Linux – Don’t get ICMP reply when ping from specific interface

ip-routingiptableslinuxpingrouting

I have a linux machine running under CentOS with 2 ISP. My rollover ISP channel script try to determine when we at secondary ISP channel is there a primary ISP channel get up and vice versa when need to change from primary to secondary. Normal thing.

To do this i want to ping from interface which now is not default gateway.

My 2 ifaces is eth1 is primary and eth2 secondary.
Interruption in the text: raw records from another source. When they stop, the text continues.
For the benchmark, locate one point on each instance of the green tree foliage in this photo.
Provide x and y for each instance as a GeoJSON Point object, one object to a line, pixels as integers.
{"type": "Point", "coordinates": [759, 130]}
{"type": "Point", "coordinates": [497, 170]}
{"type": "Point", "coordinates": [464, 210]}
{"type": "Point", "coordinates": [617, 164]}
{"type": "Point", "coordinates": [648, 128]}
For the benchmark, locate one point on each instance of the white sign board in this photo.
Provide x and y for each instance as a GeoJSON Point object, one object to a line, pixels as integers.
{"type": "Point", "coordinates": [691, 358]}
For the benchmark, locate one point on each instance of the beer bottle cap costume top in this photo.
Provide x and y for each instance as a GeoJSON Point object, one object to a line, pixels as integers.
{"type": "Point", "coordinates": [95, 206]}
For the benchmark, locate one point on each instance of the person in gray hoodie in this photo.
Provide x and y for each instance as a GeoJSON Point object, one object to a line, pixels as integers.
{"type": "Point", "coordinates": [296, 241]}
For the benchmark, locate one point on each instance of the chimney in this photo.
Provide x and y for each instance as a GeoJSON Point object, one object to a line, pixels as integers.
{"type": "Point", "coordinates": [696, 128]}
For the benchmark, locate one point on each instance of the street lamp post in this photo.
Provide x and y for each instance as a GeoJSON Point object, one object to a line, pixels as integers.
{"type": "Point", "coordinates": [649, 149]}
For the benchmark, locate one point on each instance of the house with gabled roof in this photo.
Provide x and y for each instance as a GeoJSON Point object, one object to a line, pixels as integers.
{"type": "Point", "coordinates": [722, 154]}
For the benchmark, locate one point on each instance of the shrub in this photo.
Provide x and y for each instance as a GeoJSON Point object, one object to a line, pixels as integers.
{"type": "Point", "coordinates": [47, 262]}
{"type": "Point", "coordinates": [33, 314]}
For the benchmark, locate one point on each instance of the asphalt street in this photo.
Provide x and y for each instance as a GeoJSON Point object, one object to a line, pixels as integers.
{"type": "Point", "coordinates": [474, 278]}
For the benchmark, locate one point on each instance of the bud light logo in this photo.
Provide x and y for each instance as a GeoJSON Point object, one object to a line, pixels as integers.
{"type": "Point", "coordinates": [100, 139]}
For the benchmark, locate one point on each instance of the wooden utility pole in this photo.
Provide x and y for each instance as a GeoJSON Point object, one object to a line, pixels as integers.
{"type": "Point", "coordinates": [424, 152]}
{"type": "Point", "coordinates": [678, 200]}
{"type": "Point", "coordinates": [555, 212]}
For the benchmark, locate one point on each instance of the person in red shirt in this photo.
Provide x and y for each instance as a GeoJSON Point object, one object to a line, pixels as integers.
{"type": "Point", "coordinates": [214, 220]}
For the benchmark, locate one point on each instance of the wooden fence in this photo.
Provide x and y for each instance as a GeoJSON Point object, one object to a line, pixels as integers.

When we at eth1 for example and want to check is there internet on eth2. Eth2 is in up state.

ping -I eth2 8.8.8.8
PING 8.8.8.8 (8.8.8.8) from 1.2.3.4 eth2: 56(84) bytes of data.
^C
--- 8.8.8.8 ping statistics ---
15 packets transmitted, 0 received, 100% packet loss, time 14173ms

But my running tcpdump shows that packets are sent and delivered to server, but some reasons don't seen by ping utility. Why is that i have no idea? What may be cause?

tcpdump:

17:36:42.191153 IP (tos 0x0, ttl 64, id 0, offset 0, flags [DF], proto ICMP (1), length 84)
    1.2.3.4 > 8.8.8.8: ICMP echo request, id 44138, seq 1, length 64
17:36:42.235899 IP (tos 0x0, ttl 59, id 30465, offset 0, flags [none], proto ICMP (1), length 84)
    8.8.8.8 > 1.2.3.4: ICMP echo reply, id 44138, seq 1, length 64
17:36:43.190616 IP (tos 0x0, ttl 64, id 0, offset 0, flags [DF], proto ICMP (1), length 84)
    1.2.3.4 > 8.8.8.8: ICMP echo request, id 44138, seq 2, length 64
17:36:43.235363 IP (tos 0x0, ttl 59, id 31136, offset 0, flags [none], proto ICMP (1), length 84)
    8.8.8.8 > 1.2.3.4: ICMP echo reply, id 44138, seq 2, length 64
17:36:44.190575 IP (tos 0x0, ttl 64, id 0, offset 0, flags [DF], proto ICMP (1), length 84)
    1.2.3.4 > 8.8.8.8: ICMP echo request, id 44138, seq 3, length 64
17:36:44.235346 IP (tos 0x0, ttl 59, id 32083, offset 0, flags [none], proto ICMP (1), length 84)
    8.8.8.8 > 1.2.3.4: ICMP echo reply, id 44138, seq 3, length 64
17:36:45.190554 IP (tos 0x0, ttl 64, id 0, offset 0, flags [DF], proto ICMP (1), length 84)
    1.2.3.4 > 8.8.8.8: ICMP echo request, id 44138, seq 4, length 64
17:36:45.235368 IP (tos 0x0, ttl 59, id 32355, offset 0, flags [none], proto ICMP (1), length 84)
    8.8.8.8 > 1.2.3.4: ICMP echo reply, id 44138, seq 4, length 64

netstat -rn shows that eth2 not default gateway sure, but it eth1.

Best Answer

ICMP packets generated by ping may be filtered out by over zealous firewall on the path. traceoute may help to locate such problem.